Парня увезли в больницу. Через полчаса он пришел в себя, а еще через день уехал к родителям. Больше о нем никто никогда не слышал.
Заинтересовавшись необычайными способностями Ружены, Спаргинс проконсультировал ее в Институте Физиологии Человека. При поверхностном осмотре у Ружены ничего не нашли, кроме повышенного содержания микроэлементов в нервных волокнах, в основном солей лития. Однако был намечен целый комплекс обследований, который не преминул дать любопытные результаты. Так, у Ружены выявили гемофилию — синдром несворачиваемости крови — крайне редкое заболевание у женщин. Вероятно, молниеносная реакция предохраняла Ружену от всевозможных травм, которые у гемофиликов приводят к серьезным осложнениям.
Была у Ружены еще одна особенность, тоже прямо связанная с защитой от кровопотери.
Спаргинс сначала замялся, а потом посмотрел мне в глаза:
— Может оказаться так, что у вас с Руженой не будет детей. Ружене уже исполнилось двадцать лет, а у нее еще ни разу не было… месячных.
Странный это был монолог. Если отвлечься от деталей — чудовище рассказывало о другом чудовище. И ситуация совершенно не менялась от того, что оба эти существа были рождены на Земле от земных женщин, носили человеческие имена, были похожи на миллиарды других людей (что касается Роя Спаргинса, то лишь отчасти, так сказать, — наполовину), имели человеческие эмоции и считали себя землянами. Они уже давно перестали быть частью Земли, а были… Кем? Оборотнями? (Помилуйте, не во времена же средневековья мы живем!). А были частью Космоса, вторгшегося в пределы Земли.

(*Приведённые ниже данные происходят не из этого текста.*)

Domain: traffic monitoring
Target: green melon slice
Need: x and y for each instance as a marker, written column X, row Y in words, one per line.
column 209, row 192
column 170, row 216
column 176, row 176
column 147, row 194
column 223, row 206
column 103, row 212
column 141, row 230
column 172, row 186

Если существует равновесие в мире, то вторжение человечества в глубины пространства должно вызывать ответную реакцию — вторжение пространства в глубины человечества, и глубины человеческого микрокосма, в глубины генетических основ. Нетрудно себе представить, что дальнейшая экспансия землян приведет к возникновению в самом их сердце некой «пятой колонны», которая, превысив какую-то критическую массу, превратит человечество… в скопище монстров, которых уже не будут интересовать общечеловеческие ценности, они будут заняты только собой, не будут понимать друг друга, и, вообще, ситуация повторится, как уже было со строителями Вавилонской башни продвижение к небу приостановится в очередной раз. Никакой катастрофы не случится — просто небо станет недосягаемым.
Я с трудом обуздал разыгравшееся воображение. Куда это меня занесло? Ну, Двуликий Янус, ну, девушка-боец, но ничто не указывает на то, что на Земле есть еще, подобные им. Какая-то часть моего существа с готовностью, как чертик из коробочки, тут же пискнула, что есть, должны быть, что это только верхушка айсберга, просто ты о них ничего не знаешь, но я уже взял себя в руки. В конце концов, нет мне дела до всего человечества, меньше всего меня интересует, что с ним будет через сто, а тем более двести лет, пока что никакой приостановки волны звездной дисперсии незаметно: по-прежнему сходят со стапелей огромные спейсфаги, и сверхсовременные звездоскафы Дальней Косморазведки расширяют границы периферии — короче, на мою жизнь работы хватит, а что будет потом… Не слишком ли много мы на себя берем — наряду с господом богом печься о мировых проблемах? Грех гордыни это называется. Нет уж, увольте, это не для меня.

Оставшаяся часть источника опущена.